After yesterday's self-indulgence with the Burnished Brass picture, you might have expected something more sober this morning. But you would have been wrong. Another moth which I cannot resist photographing and showing is the Gold Spot, or possibly the closely-related Lempcke's Gold Spot; the differences are too fine for a crude observer such as myself to detect. Especially when it chooses to settle in a delta shape, as this one did. 


The position shows the teardrop nature of the main reflective/refractive scale sections and also the cheery tuft of hair on its head which reminds me of a cheeky-chappy singer of my youth, Joe Brown - remember him?  It was altogether a cheerful assembly in the eggboxes and on the trap itself, including these three Centre-barred Sallows, in varying condition. The fourth picture shows the third moth upside down and looking rather startled after I upset it from its nook on the bulbholder and before it landed safely on my palm.






Another extremely agreeable visitor was the Gothic moth below, appropriately because yesterday P and I spent a couple of hours in York Minister at a good friend's memorial service.
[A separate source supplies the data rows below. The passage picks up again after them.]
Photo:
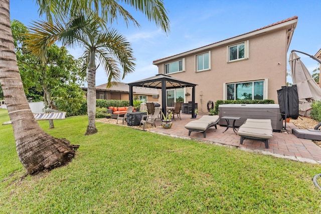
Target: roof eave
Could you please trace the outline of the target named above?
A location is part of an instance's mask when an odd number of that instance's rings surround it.
[[[321,48],[315,54],[314,57],[317,58],[321,58]]]
[[[230,43],[233,43],[233,42],[236,42],[239,40],[245,40],[248,38],[254,36],[259,34],[266,33],[267,32],[272,31],[278,28],[284,28],[287,26],[291,25],[291,28],[289,28],[289,29],[291,29],[291,30],[289,31],[290,33],[290,35],[288,36],[288,37],[287,44],[286,44],[287,50],[287,49],[288,49],[288,48],[290,46],[291,40],[292,39],[292,36],[293,35],[293,33],[294,32],[294,29],[296,26],[297,22],[297,19],[291,20],[290,21],[286,22],[284,23],[281,23],[277,25],[271,26],[270,27],[266,28],[263,29],[259,30],[256,30],[253,32],[250,32],[248,34],[244,34],[240,35],[239,36],[231,38],[230,39],[227,39],[226,40],[224,40],[221,42],[218,42],[214,43],[212,44],[204,46],[203,47],[194,49],[192,50],[184,52],[182,54],[179,54],[177,55],[175,55],[173,56],[170,56],[168,58],[166,58],[163,60],[159,60],[159,61],[153,62],[153,64],[157,66],[157,64],[162,64],[164,62],[165,62],[168,61],[171,61],[176,58],[183,58],[185,56],[186,56],[187,55],[196,54],[199,52],[202,52],[203,51],[209,49],[213,48],[217,46],[221,46],[226,44]]]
The delicate tracery on the wings of this species, a lover of damp surroundings and weedy hedgerows and therefore at home here, is delightfully delicate in exactly the manner of the great cathedral's Gothic architecture, left.


I also recorded the year's first 'Darth Vader Moth', the Black Rustic immediately below, and the two other gentlemen (or possibly ladies) in my final pair of pictures. These are common moths for this time of year but I always get in a tizz and need time to tell these sort of average-brown-or-grey moths apart, I haven't yet had enough. I will, however, guess as follows: 1. Vine's Rustic. 2. Square-spot Rustic. If correct, that's three rustics in  a row.